Tuesday, December 5


This is an updated and edited version of a recipe I posted previously.

Rosettes are one of those delectable Scandinavian deep fat fried treats that are good enough, taken together with lefse, to make up for that other Norwegian delicacy--lutefisk. Some of my friend's mothers made them for Christmas when I was growing up in Minnesota and I looked forward to Christmas just so I could have some rosettes.

I no longer have friends whose mothers make them, so I have to make them myself. I picked up a rosette iron when I was down in Petersburg, AK (It isn't called Little Norway for nothing!) and I've been making them for Christmas ever since.

Here's how I make them:
  • Whisk 3 eggs, 2 tablespoons sugar, 1 cup whole milk (Don't substitute skim or 2%!) in a small but deep bowl.

  • Add 1 1/2 cups sifted (or at least fluffed up) flour. Mix until the lumps are gone.

  • Add 2 tablespoons melted butter and mix that in well.

  • Pour batter into a loaf pan (a loaf pan works perfectly for dipping two rosette forms at a time), and refrigerate for 1 hour or longer.

  • Begin heating oil to 350 F (180 C) in pan or deep fat fryer.
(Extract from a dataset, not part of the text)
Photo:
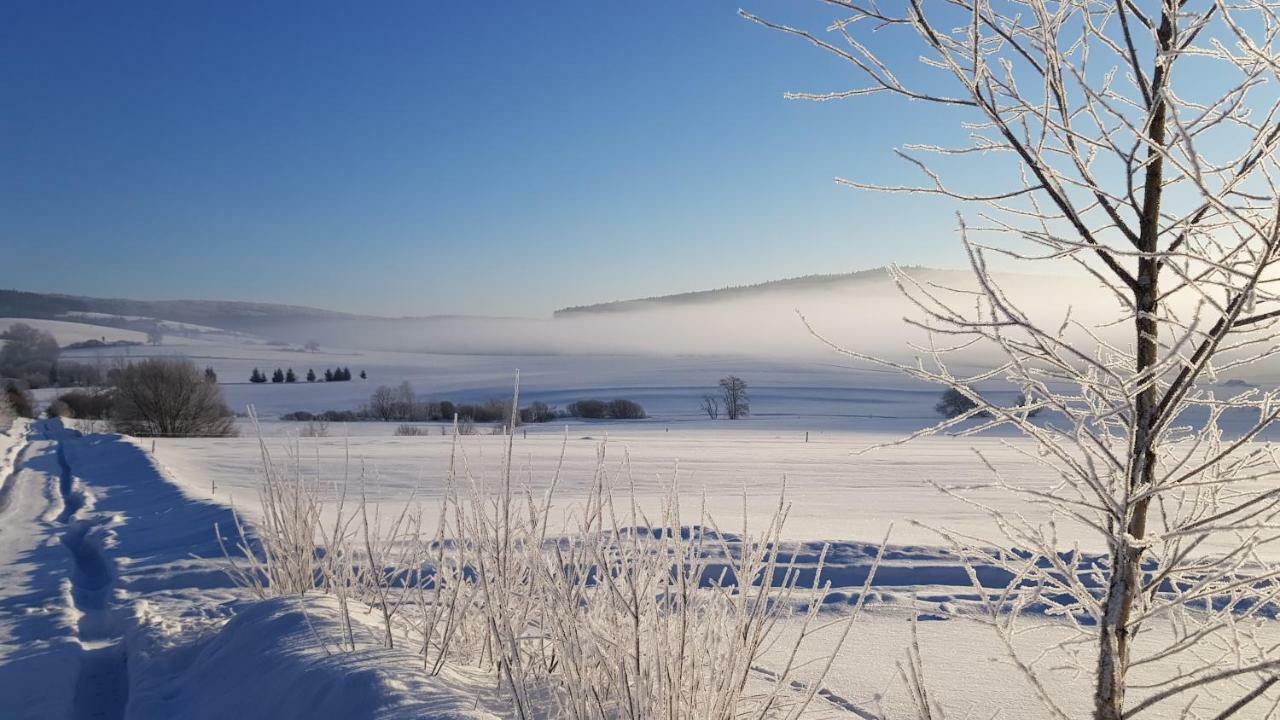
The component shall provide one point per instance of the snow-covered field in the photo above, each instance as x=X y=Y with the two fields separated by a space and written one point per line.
x=114 y=602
This year I used a deep fat fryer, but I've used just a large saucepan and candy thermometer, too, and that's not much more difficult than using a deep fat fryer.

  • Line a cookie sheet with a couple of layer of paper towel or brown paper and set it beside the fryer or sauce pan to use for draining the rosettes.

  • When the chilling time is up, remove the batter and heat the rosette iron (see photo of mine) in the oil for a minute. Remove the iron from the oil and allow the excess oil to drip back into the heated oil. Let the iron cool for 20 seconds or so, too, because perfect iron temperature is important. Dip the iron into the batter just far enough for the batter to reach the top of the iron, but not go over it. Expect to use a little trial and error to find out the right amount of time to let the iron cool. If the iron is too hot, the batter cooks in the loaf pan and drops off the iron back into the uncooked batter. If this happens, remove the partially cooked batter from the pan, discard it, and try again. Don't worry if this happens more than once. I have to do a little trial and error every year until I get the hang of things, but after that happens, things move easily and quickly.

  • Carefully transfer the iron from the batter to the hot oil. Fry the rosette in the oil just until the rosette is firm and lightly brown, about 1 minute.

  • Remove iron from oil and gently shake rosette off the iron onto the paper towel. If the rosette sticks to the iron, take a fork and gently remove it. This recipe makes about 3 dozen rosettes.

  • Sprinkle with icing sugar (confectioner's or powdered sugar, depending on where you live) or a mixture of cinnamon and sugar. Serve.

  • Eat the same day or freeze. If you freeze them, then don't sprinkle the sugar over them. Just place them in an airtight plastic freezer container with paper towel between the layers. Sprinkle the sugar on them when you remove them from the freezer. They will thaw in just a few minutes.
These are really so easy to do. They look like you fussed, but you haven't. My iron does two at a time (see the photo), but when I was learning, I unscrewed the iron form from one side and fried only one rosette at a time.